Oracle's Ellis -- a software man who livelihood depends on intellectual property -- is quoted solely as saying he doesn't like the matter because it's a "vindictive lawsuit" and makes it "impossible for Oracle and HP to continue to cooperate." It may be the shortcoming of the report, but what about the validity of HP's claim -- what doesn't Ellis say something about that? Is it because he doesn't believe in such confidentiality agreements? How can he find it so apparently ridicilous that HP would pursue their rights , rights that they objectively tried to secure ahead of time?
And California courts, says HP's lawyer, also make the lawsuit difficult because "in California, it is hard to sue a former employee who leaves for a competitor", since the courts "typically frown upon on agreements that limit employees' ability to switch companies." HP's lawyer adds, "I think a judge would be more open to an argument that there is a real and imminent danger that trade secrets would be in inherently disclosed."
What?? Lawyer double-speak. As the article summarizes well, Mr. Hurd holds deep knowledge of HP's operations that cold prove useful at Oracle, including HP plans for future products, pricing information, details about component and product costs. Mr. Hurd "has put HP's most valuable trade secrets and confidential information in peril." This is obviously exactly what HP wanted to limit Mr. Hurd from using as part of his new job for a certain delimited period of time.
What beyond the basic principles would a court adduce as evidence of "real and imminent danger" to its trade secrets? But HP themselves seems to be buying into the bureaucratic guagmire, asking in its lawsuit for the court to assign a "special master" to regularly review Mr. Hurd's compliance with his confidentiality agreement.
It is likely that Mr. Hurd is in fact proving to be immoral once and for all in this case, plainly breaking a signed agreement and flaunting intellectual property rights. Such agreements have no escape clauses to the effect that, "oh sure, sometimes it's ok to go ahead and work immediately in a leadership position for a competitor, as long as your daily job doesn't typically require you to rely upn or reveal upon our secrets."
Ellis and Hurd and California courts remind me of the Libertarian position, which disdains contracts that constrain, on principle, the use of intellectual property. They often point to how "society" is hurt by limiting the "free flow" of information, including secrets (for the same reason, Libertarians also hate copyright laws). Such disdain also relies on other non-objective concepts, such as privacy-comes-before-property-rights, and antitrust laws' disdain of exclusive contracts and love of spreading information among competitors (a la "perfect competition" model taught in all economics courses.)

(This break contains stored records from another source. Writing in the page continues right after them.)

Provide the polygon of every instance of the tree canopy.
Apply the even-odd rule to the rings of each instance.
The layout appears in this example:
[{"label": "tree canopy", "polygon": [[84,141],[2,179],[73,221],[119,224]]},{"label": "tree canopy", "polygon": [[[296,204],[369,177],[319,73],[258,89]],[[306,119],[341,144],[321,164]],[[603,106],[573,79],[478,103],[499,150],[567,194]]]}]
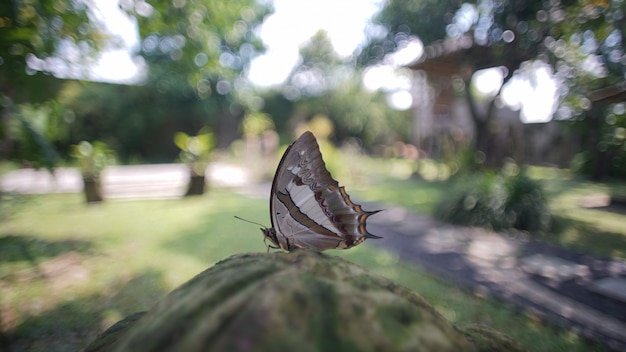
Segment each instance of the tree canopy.
[{"label": "tree canopy", "polygon": [[[593,92],[625,81],[625,12],[626,2],[619,0],[390,0],[375,17],[369,42],[358,62],[361,65],[381,62],[413,37],[425,45],[469,39],[473,47],[488,50],[480,51],[482,54],[469,51],[461,57],[459,67],[469,68],[464,72],[459,70],[460,74],[464,73],[466,83],[478,68],[486,66],[486,61],[491,66],[506,67],[503,85],[525,62],[542,61],[551,67],[559,86],[556,117],[588,123]],[[472,105],[471,92],[467,91],[466,95]],[[491,104],[495,101],[492,99]],[[622,110],[618,107],[615,111]],[[608,148],[621,149],[619,153],[623,154],[624,138],[614,138],[621,136],[620,131],[626,127],[620,124],[624,120],[620,118],[623,112],[611,114],[616,116],[610,119],[611,126],[592,129],[603,136],[585,139],[611,139]],[[472,115],[476,115],[473,117],[477,136],[481,137],[482,132],[487,136],[490,114],[477,116],[473,112]],[[581,130],[583,134],[596,133]],[[589,148],[598,147],[597,143],[592,144]],[[604,143],[602,148],[606,147]]]}]

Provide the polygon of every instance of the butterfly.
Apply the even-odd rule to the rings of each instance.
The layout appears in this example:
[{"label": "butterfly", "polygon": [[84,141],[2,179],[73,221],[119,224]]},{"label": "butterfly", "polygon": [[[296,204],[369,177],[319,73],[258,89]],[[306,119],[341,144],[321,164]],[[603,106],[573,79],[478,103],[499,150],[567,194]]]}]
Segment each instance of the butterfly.
[{"label": "butterfly", "polygon": [[322,159],[313,133],[307,131],[283,154],[270,192],[271,228],[261,228],[265,240],[292,251],[354,247],[367,238],[381,238],[366,229],[377,211],[364,211],[350,200]]}]

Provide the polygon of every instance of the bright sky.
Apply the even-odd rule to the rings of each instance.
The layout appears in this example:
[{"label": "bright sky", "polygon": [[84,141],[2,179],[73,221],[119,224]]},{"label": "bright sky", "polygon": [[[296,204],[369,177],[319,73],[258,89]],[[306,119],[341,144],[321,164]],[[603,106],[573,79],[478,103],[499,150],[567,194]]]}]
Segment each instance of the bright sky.
[{"label": "bright sky", "polygon": [[[383,0],[274,0],[274,13],[268,16],[259,29],[266,46],[265,54],[255,58],[247,72],[257,86],[273,86],[282,83],[298,63],[299,48],[319,30],[325,30],[335,51],[348,57],[362,45],[365,28],[370,18],[378,11]],[[100,15],[108,30],[123,39],[125,48],[110,50],[103,54],[99,65],[93,70],[92,79],[115,83],[133,83],[141,80],[145,65],[141,59],[132,58],[127,48],[139,45],[136,24],[123,14],[117,1],[97,0]],[[411,42],[404,50],[390,55],[385,65],[377,65],[365,72],[364,83],[368,89],[391,91],[389,103],[400,109],[411,107],[410,73],[395,67],[409,63],[420,55],[419,41]],[[523,80],[513,79],[503,91],[504,101],[521,108],[525,122],[547,121],[553,109],[556,92],[549,71],[539,68],[536,76],[539,83],[531,87]],[[501,84],[499,71],[484,70],[475,77],[477,87],[490,92],[494,85]]]},{"label": "bright sky", "polygon": [[260,86],[283,82],[298,62],[299,47],[325,30],[342,57],[365,41],[365,26],[381,0],[275,0],[275,12],[263,23],[267,51],[252,61],[248,77]]}]

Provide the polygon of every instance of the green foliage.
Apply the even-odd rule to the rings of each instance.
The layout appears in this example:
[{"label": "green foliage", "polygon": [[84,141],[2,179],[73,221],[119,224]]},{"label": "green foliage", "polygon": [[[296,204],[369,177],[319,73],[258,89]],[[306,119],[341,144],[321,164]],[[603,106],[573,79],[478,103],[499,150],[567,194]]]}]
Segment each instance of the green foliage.
[{"label": "green foliage", "polygon": [[[402,186],[409,188],[408,182]],[[237,253],[265,252],[257,227],[237,222],[235,214],[269,221],[265,200],[220,189],[205,197],[109,202],[97,208],[84,207],[78,194],[34,198],[0,226],[0,310],[11,314],[13,323],[3,333],[14,349],[84,349],[105,328],[149,309],[213,263]],[[455,324],[506,331],[529,351],[605,350],[464,292],[368,241],[332,255],[416,290]],[[38,275],[55,263],[66,270]]]},{"label": "green foliage", "polygon": [[459,176],[437,204],[435,216],[457,224],[501,230],[548,229],[544,191],[524,173],[483,173]]},{"label": "green foliage", "polygon": [[70,156],[78,160],[83,177],[98,179],[107,165],[115,163],[115,151],[100,141],[82,141],[70,147]]},{"label": "green foliage", "polygon": [[206,128],[200,130],[196,136],[176,132],[174,144],[180,149],[180,161],[189,165],[195,175],[204,175],[215,144],[213,133]]},{"label": "green foliage", "polygon": [[53,143],[63,139],[67,131],[62,118],[63,105],[48,101],[13,106],[10,100],[6,101],[10,117],[8,132],[16,143],[11,157],[35,168],[52,170],[59,159]]}]

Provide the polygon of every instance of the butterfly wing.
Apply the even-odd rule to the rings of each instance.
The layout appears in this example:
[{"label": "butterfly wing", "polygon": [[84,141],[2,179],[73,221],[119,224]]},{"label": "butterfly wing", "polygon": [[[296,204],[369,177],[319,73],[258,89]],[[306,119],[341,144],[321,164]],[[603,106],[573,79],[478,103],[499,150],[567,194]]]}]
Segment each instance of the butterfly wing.
[{"label": "butterfly wing", "polygon": [[365,228],[376,212],[363,211],[332,178],[311,132],[285,151],[270,196],[273,231],[266,236],[285,250],[350,248],[378,238]]}]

By the way, a good Objectivist intellectual who is now working full time in making intellectual property rights objective is Dr. Adam Mossoff, now a full professor at the wonderful George Mason U. I heard him speak in Chicago a few years back on the history of intellectual rights in America. Another is Dr. Amy Peikoff, now at Chapman University in Orange, CA, my first hometown in America.
They argue that attacks on intellectual property (e.g. via the issue of privacy, which was corrupted and cemented into American law and thinking by Justice Louis Brandeis) was the beginning of attacks on all rights.